とある公爵令嬢の華麗なる遊戯〜私、絶対に婚約破棄してみせます〜

人の話、聞いてなかったの?

私とキースは"恋仲"だってたった今、公言したのに。

まるで宣戦布告のような口づけに驚いて、私はサッと彼から身を離し距離をとった。

「キャー。
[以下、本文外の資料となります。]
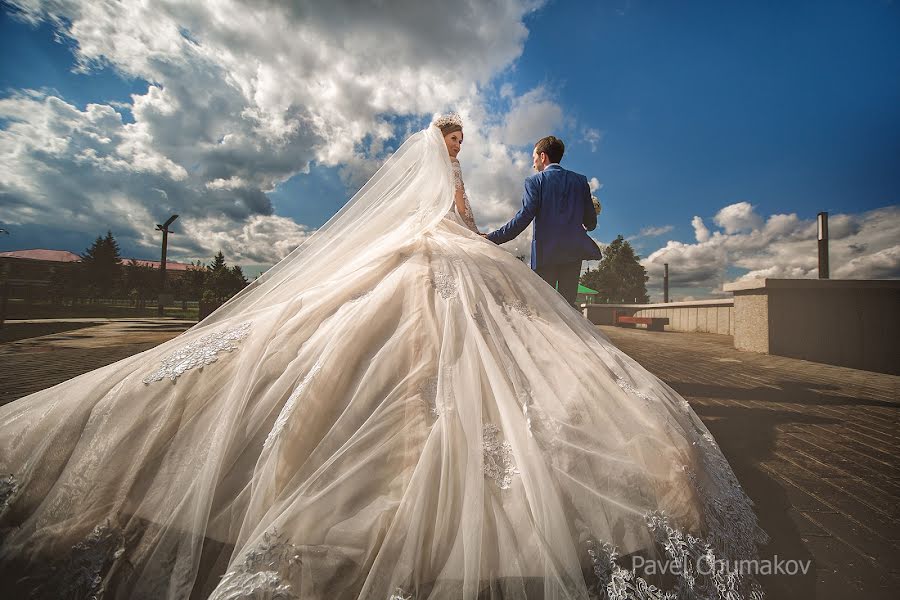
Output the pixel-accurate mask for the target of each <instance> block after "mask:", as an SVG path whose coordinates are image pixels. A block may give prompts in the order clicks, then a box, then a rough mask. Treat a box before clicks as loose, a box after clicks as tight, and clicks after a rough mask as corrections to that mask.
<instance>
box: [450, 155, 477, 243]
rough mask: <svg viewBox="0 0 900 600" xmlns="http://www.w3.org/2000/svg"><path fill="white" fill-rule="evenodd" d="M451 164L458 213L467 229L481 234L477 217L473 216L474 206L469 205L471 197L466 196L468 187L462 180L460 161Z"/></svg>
mask: <svg viewBox="0 0 900 600" xmlns="http://www.w3.org/2000/svg"><path fill="white" fill-rule="evenodd" d="M450 164H452V165H453V179H454V180H455V181H456V212H458V213H459V216H460V217H462V220H463V222H464V223H465V224H466V227H468V228H469V229H471V230H472V231H474V232H475V233H481V232H480V231H478V226H477V225H475V217H474V216H473V215H472V206H471V205H470V204H469V197H468V196H467V195H466V186H465V184H464V183H463V180H462V169H461V168H460V166H459V161H456V160H453V161H450Z"/></svg>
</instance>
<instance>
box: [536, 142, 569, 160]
mask: <svg viewBox="0 0 900 600" xmlns="http://www.w3.org/2000/svg"><path fill="white" fill-rule="evenodd" d="M534 151H535V152H537V153H538V154H540V153H541V152H543V153H544V154H546V155H547V158H549V159H550V162H557V163H558V162H559V161H561V160H562V155H563V153H564V152H565V151H566V145H565V144H563V143H562V140H561V139H559V138H558V137H554V136H552V135H548V136H547V137H545V138H541V139H539V140H538V143H537V144H535V145H534Z"/></svg>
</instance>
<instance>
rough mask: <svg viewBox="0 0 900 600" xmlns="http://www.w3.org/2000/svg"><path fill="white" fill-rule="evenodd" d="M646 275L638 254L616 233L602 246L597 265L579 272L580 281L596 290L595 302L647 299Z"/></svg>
mask: <svg viewBox="0 0 900 600" xmlns="http://www.w3.org/2000/svg"><path fill="white" fill-rule="evenodd" d="M648 279H649V277H647V270H646V269H644V267H643V266H642V265H641V263H640V256H638V255H637V254H635V252H634V248H632V247H631V244H629V243H628V242H627V241H625V239H624V238H623V237H622V236H621V235H620V236H618V237H617V238H616V239H615V240H613V241H612V243H610V245H609V246H607V247H606V250H604V252H603V259H602V260H601V261H600V265H599V266H598V267H597V269H588V270H587V271H586V272H585V273H584V274H583V275H582V276H581V285H583V286H586V287H589V288H592V289H595V290H597V291H598V292H599V294H598V296H597V300H598V301H599V302H623V303H624V302H627V303H631V302H637V303H639V304H643V303H647V302H649V301H650V298H649V296H647V280H648Z"/></svg>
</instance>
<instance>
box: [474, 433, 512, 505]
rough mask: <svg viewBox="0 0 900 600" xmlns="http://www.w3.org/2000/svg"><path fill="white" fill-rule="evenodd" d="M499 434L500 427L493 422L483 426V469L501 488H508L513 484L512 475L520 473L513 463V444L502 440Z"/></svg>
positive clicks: (505, 488)
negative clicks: (512, 456)
mask: <svg viewBox="0 0 900 600" xmlns="http://www.w3.org/2000/svg"><path fill="white" fill-rule="evenodd" d="M499 434H500V428H499V427H498V426H496V425H494V424H493V423H484V425H483V426H482V429H481V438H482V457H483V462H484V465H483V467H482V470H483V471H484V474H485V475H486V476H487V477H490V478H491V479H493V480H494V483H496V484H497V486H498V487H499V488H500V489H503V490H506V489H509V488H510V487H511V486H512V476H513V475H516V474H518V473H519V469H517V468H516V466H515V465H514V464H513V457H512V444H510V443H509V442H507V441H505V440H502V441H501V440H500V437H499Z"/></svg>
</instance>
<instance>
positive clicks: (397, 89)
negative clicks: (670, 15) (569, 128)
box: [0, 0, 562, 261]
mask: <svg viewBox="0 0 900 600" xmlns="http://www.w3.org/2000/svg"><path fill="white" fill-rule="evenodd" d="M12 4H13V5H15V7H16V9H17V11H18V12H17V14H18V16H19V18H22V19H25V20H30V21H31V22H34V23H37V22H40V21H46V22H49V23H51V24H52V25H53V26H54V28H55V29H56V30H57V32H58V33H59V34H60V35H62V36H64V37H67V38H69V39H71V40H72V42H73V43H74V47H75V48H76V50H75V52H76V55H75V59H74V60H75V62H76V64H77V67H78V68H79V69H81V70H84V71H90V70H91V69H93V68H96V67H97V66H108V67H111V68H113V69H115V70H116V71H118V72H119V73H121V74H122V75H123V76H125V77H128V78H140V79H143V80H145V81H148V82H150V83H149V86H148V88H147V91H146V93H143V94H135V95H133V96H132V100H131V102H129V103H118V102H117V103H112V102H110V103H109V104H90V105H88V106H86V107H85V108H84V109H81V108H79V107H77V106H75V105H73V104H71V103H70V102H67V101H66V100H64V99H62V98H59V97H57V96H56V95H55V94H54V93H49V92H44V91H26V90H20V91H19V92H16V93H14V94H12V95H11V96H9V97H7V98H4V99H2V100H0V118H3V119H5V120H6V121H7V123H6V124H5V125H4V127H3V129H0V154H2V156H3V157H4V169H3V171H2V173H0V198H2V202H3V204H4V208H5V209H7V210H6V212H5V214H4V218H5V219H6V221H7V222H11V223H33V222H37V223H41V222H47V221H49V220H51V219H52V220H58V219H65V220H66V221H67V223H69V225H70V226H71V227H72V228H73V229H76V230H80V231H84V232H87V233H92V234H93V233H95V232H96V229H97V225H98V224H102V225H101V227H102V228H104V229H105V228H106V227H111V228H113V229H114V230H115V232H116V235H117V237H119V238H120V240H121V239H122V238H130V239H132V240H133V241H134V242H135V243H137V244H139V245H140V244H143V245H147V246H148V247H150V246H151V245H153V244H156V243H157V240H154V239H153V237H152V233H147V232H145V231H144V230H145V229H146V227H147V224H146V223H144V220H145V219H147V218H149V219H150V221H152V222H155V221H156V220H157V219H159V218H161V217H162V216H165V215H167V214H170V213H173V212H178V213H179V214H181V215H182V220H181V224H182V228H183V229H184V236H183V239H182V240H181V241H180V242H179V241H177V240H175V241H173V256H177V254H175V253H177V252H179V251H180V252H182V253H183V255H184V256H201V257H202V256H209V255H210V254H211V253H212V252H214V251H215V250H217V249H218V248H219V247H228V248H230V249H231V252H233V253H234V254H235V255H236V256H242V257H245V258H246V259H247V260H251V259H252V260H257V261H258V260H261V257H264V256H265V257H267V259H272V260H274V259H275V258H277V257H278V256H280V255H281V254H283V253H284V252H282V250H284V248H281V247H280V246H279V245H278V244H275V242H274V241H273V240H274V238H273V237H272V236H274V235H276V234H277V235H284V236H285V238H286V240H287V241H286V242H285V243H286V244H288V245H290V244H295V243H296V242H297V240H299V239H302V237H303V236H304V235H307V234H308V232H307V231H306V230H305V228H303V227H302V226H300V225H297V224H293V225H291V224H290V222H289V220H285V219H284V218H283V217H278V216H276V215H273V214H272V213H273V208H272V205H271V203H270V201H269V199H268V197H267V195H266V193H267V192H269V191H271V190H273V189H274V188H275V186H276V185H277V184H278V183H280V182H283V181H285V180H287V179H289V178H290V177H292V176H294V175H297V174H300V173H304V172H308V171H309V169H310V168H311V166H312V165H313V164H322V165H331V166H338V167H340V171H341V174H342V176H343V177H344V179H345V181H347V182H348V184H350V185H358V184H359V183H361V181H363V180H364V179H365V178H366V177H368V175H369V174H371V172H373V171H374V170H375V168H376V167H377V165H378V164H380V162H381V161H382V160H383V159H384V157H385V156H386V155H387V153H389V152H390V148H388V147H386V145H385V144H386V142H387V140H389V139H392V138H393V137H396V136H400V137H402V136H403V135H404V134H406V133H407V132H406V131H405V130H404V127H408V125H407V123H410V122H418V123H420V124H421V120H422V117H423V116H426V115H430V114H432V113H434V112H435V111H442V110H445V109H448V108H456V109H460V110H461V111H465V112H466V113H467V114H466V115H465V116H466V118H467V119H468V120H467V127H466V145H465V150H466V152H465V153H464V154H463V155H462V156H461V159H463V163H464V166H465V167H466V168H467V172H466V182H467V186H468V187H469V189H470V194H471V195H472V196H473V200H476V198H477V207H476V212H477V213H479V214H478V216H479V221H480V222H482V223H496V224H500V223H501V222H504V221H505V220H506V219H507V218H509V216H511V215H512V214H513V213H514V212H515V209H517V204H518V203H519V201H520V198H521V185H522V179H524V177H525V176H527V175H528V174H529V172H530V157H529V155H528V154H527V153H523V152H520V151H518V150H515V149H513V148H511V147H510V145H511V144H524V143H531V142H533V141H535V140H536V139H537V138H536V137H535V136H538V137H540V135H546V134H547V133H549V130H550V129H552V128H553V127H556V126H558V125H559V124H560V123H561V121H562V116H561V115H562V111H561V109H560V107H559V106H558V105H557V104H556V103H555V102H554V101H553V100H552V99H551V98H549V97H548V94H547V93H546V91H545V90H544V89H543V88H536V89H534V90H531V91H529V92H527V93H525V94H524V95H523V96H521V97H516V96H515V94H514V91H513V89H512V87H511V86H506V87H504V88H502V89H501V95H503V96H504V97H505V98H507V99H508V100H509V102H510V106H511V109H510V111H509V113H508V114H507V115H493V114H488V113H487V112H486V110H485V109H484V106H483V101H482V92H481V90H482V89H484V87H485V86H486V85H487V84H488V83H489V82H490V81H491V80H492V78H494V77H495V76H496V75H497V74H498V73H500V72H502V71H503V70H505V69H507V68H508V67H509V66H510V65H511V64H512V63H513V61H515V60H516V58H517V57H518V56H519V55H520V54H521V52H522V48H523V45H524V42H525V39H526V37H527V34H528V31H527V29H526V27H525V25H524V22H523V19H524V17H525V16H526V15H527V14H528V13H529V12H531V11H532V10H534V9H535V8H537V7H538V6H539V5H540V2H535V1H529V0H525V1H516V0H496V1H493V2H482V1H478V2H475V1H474V0H473V1H471V2H468V3H466V2H463V3H459V2H457V3H446V2H439V1H434V2H421V1H416V2H412V1H410V2H407V3H405V6H402V7H396V6H394V7H393V8H396V10H394V9H391V10H387V9H385V8H383V7H381V6H380V5H379V4H378V3H372V4H370V3H357V2H352V1H350V0H347V1H339V0H335V1H332V2H328V3H305V4H303V5H299V4H297V3H294V2H288V1H287V0H271V1H268V2H265V3H252V4H247V3H243V2H236V1H233V0H216V1H213V0H206V1H186V0H185V1H181V2H176V1H171V2H163V3H138V2H113V1H110V2H102V3H101V2H93V1H90V0H53V1H50V0H47V1H44V0H18V1H14V2H13V3H12ZM485 23H490V27H485V26H484V24H485ZM117 109H118V110H117ZM121 111H130V113H131V116H132V117H133V122H127V121H125V120H123V119H122V117H121V116H120V112H121ZM396 117H399V120H398V119H397V118H396ZM388 119H390V120H388ZM404 119H405V120H404ZM398 123H399V125H398ZM498 123H500V125H497V124H498ZM532 138H534V139H532ZM466 156H468V157H469V158H468V159H466ZM111 191H114V192H115V197H116V198H118V200H117V201H116V202H111V201H109V198H110V197H111ZM135 206H139V207H143V210H144V211H145V212H146V214H140V213H139V211H136V210H134V207H135ZM248 227H249V228H250V230H252V232H253V233H254V235H256V236H260V238H259V239H265V240H266V242H265V244H263V245H258V244H255V243H254V238H253V236H251V235H249V234H248V233H247V232H248V229H247V228H248ZM214 228H215V229H214ZM261 232H262V233H261ZM267 236H268V237H267ZM178 237H179V236H173V238H178ZM523 237H524V236H523ZM283 245H284V244H282V246H283ZM263 246H264V247H263ZM231 260H232V258H231V257H229V261H231Z"/></svg>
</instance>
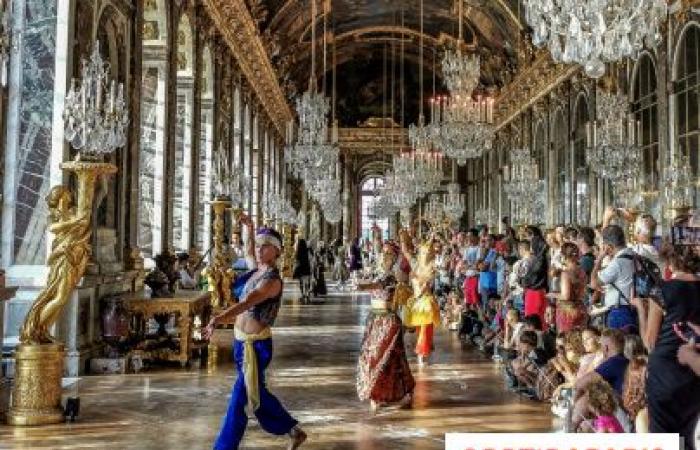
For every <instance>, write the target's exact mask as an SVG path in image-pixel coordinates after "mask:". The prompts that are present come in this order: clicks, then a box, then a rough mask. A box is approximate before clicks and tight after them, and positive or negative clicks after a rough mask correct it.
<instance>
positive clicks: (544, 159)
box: [532, 120, 547, 179]
mask: <svg viewBox="0 0 700 450" xmlns="http://www.w3.org/2000/svg"><path fill="white" fill-rule="evenodd" d="M546 154H547V129H546V127H545V123H544V121H543V120H540V121H539V122H537V125H536V126H535V140H534V142H533V145H532V157H533V158H534V159H535V161H537V173H538V175H539V177H540V179H542V178H546V174H547V172H546V169H545V162H546V160H547V159H546V158H545V155H546Z"/></svg>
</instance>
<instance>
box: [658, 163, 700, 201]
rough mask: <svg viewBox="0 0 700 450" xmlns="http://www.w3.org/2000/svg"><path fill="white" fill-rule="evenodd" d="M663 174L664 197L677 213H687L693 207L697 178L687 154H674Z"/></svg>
mask: <svg viewBox="0 0 700 450" xmlns="http://www.w3.org/2000/svg"><path fill="white" fill-rule="evenodd" d="M674 156H675V158H672V161H671V164H669V165H668V166H666V168H665V169H664V174H663V185H664V199H665V201H666V204H667V205H669V208H670V209H671V210H674V211H675V212H676V213H677V214H683V213H687V212H688V211H689V210H690V209H691V208H692V207H693V203H694V202H693V200H694V199H693V196H694V193H695V178H694V177H693V169H692V167H691V165H690V163H689V162H688V157H687V156H685V155H674Z"/></svg>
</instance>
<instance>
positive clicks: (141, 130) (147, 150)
mask: <svg viewBox="0 0 700 450" xmlns="http://www.w3.org/2000/svg"><path fill="white" fill-rule="evenodd" d="M157 91H158V69H156V68H149V69H147V70H145V71H144V75H143V85H142V95H141V152H140V162H139V168H140V173H139V186H140V187H139V196H140V201H139V233H138V246H139V248H141V250H142V251H143V253H144V255H145V256H146V257H150V256H152V255H153V240H154V234H153V227H154V226H155V225H156V223H155V211H154V206H155V201H156V199H155V196H156V192H155V176H156V170H155V168H156V164H157V163H156V145H157V144H156V142H157V135H158V132H159V131H158V123H157V120H158V100H157V97H156V96H157Z"/></svg>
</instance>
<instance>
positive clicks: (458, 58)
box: [442, 44, 481, 94]
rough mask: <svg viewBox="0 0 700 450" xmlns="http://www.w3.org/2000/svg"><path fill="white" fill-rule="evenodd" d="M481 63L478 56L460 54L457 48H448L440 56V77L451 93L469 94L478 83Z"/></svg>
mask: <svg viewBox="0 0 700 450" xmlns="http://www.w3.org/2000/svg"><path fill="white" fill-rule="evenodd" d="M480 74H481V64H480V63H479V57H478V56H470V55H466V54H462V51H461V50H460V48H459V44H457V48H455V49H454V50H453V49H448V50H446V51H445V55H444V56H443V58H442V77H443V80H444V82H445V86H447V89H448V90H449V91H450V93H452V94H456V93H463V94H469V93H471V92H472V91H473V90H474V88H476V86H477V84H478V83H479V75H480Z"/></svg>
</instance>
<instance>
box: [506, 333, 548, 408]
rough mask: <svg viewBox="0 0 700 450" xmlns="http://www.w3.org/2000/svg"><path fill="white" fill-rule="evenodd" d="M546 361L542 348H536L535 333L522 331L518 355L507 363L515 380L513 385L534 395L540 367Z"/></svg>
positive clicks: (520, 389)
素敵…!」

「禁断の恋ですわね!」

そんな周りの貴族令嬢の黄色い歓声の中。

「それではまた後ほど」

クスリと温和な笑みを浮かべ、去っていくロイ。

私はその後ろ姿を見つめ、1人考え込む。

さっき…髪にキスをした時、ロイは私だけ聞こえるくらいの声で「会場の外で待ってる」と声をかけてきたのだ。

誘いにのるのが正解…?それとも…。

「…大丈夫か?」

心配そうなキースの声が隣から聞こえ、私はハッとする。

「えぇ、大丈夫よ。ありがとう。私ちょっと疲れちゃったから他の部屋で休むわ。とりあえず婚約者に貴方をアピールする目的は果たしたしね。あとはタイミングを見て帰りましょう。アンとミリアを探して来てくれると助かるわ」

「わかった、アン達を見つけたら迎えに行くよ」

「ありがとう。じゃあ、後でね」

私はサッと身を翻し、会場の外に向かって歩みを進めた。

逃げるのは、主義じゃないし。
この際、ロイにハッキリと婚約破棄を言い渡すチャンスかもしれないわ。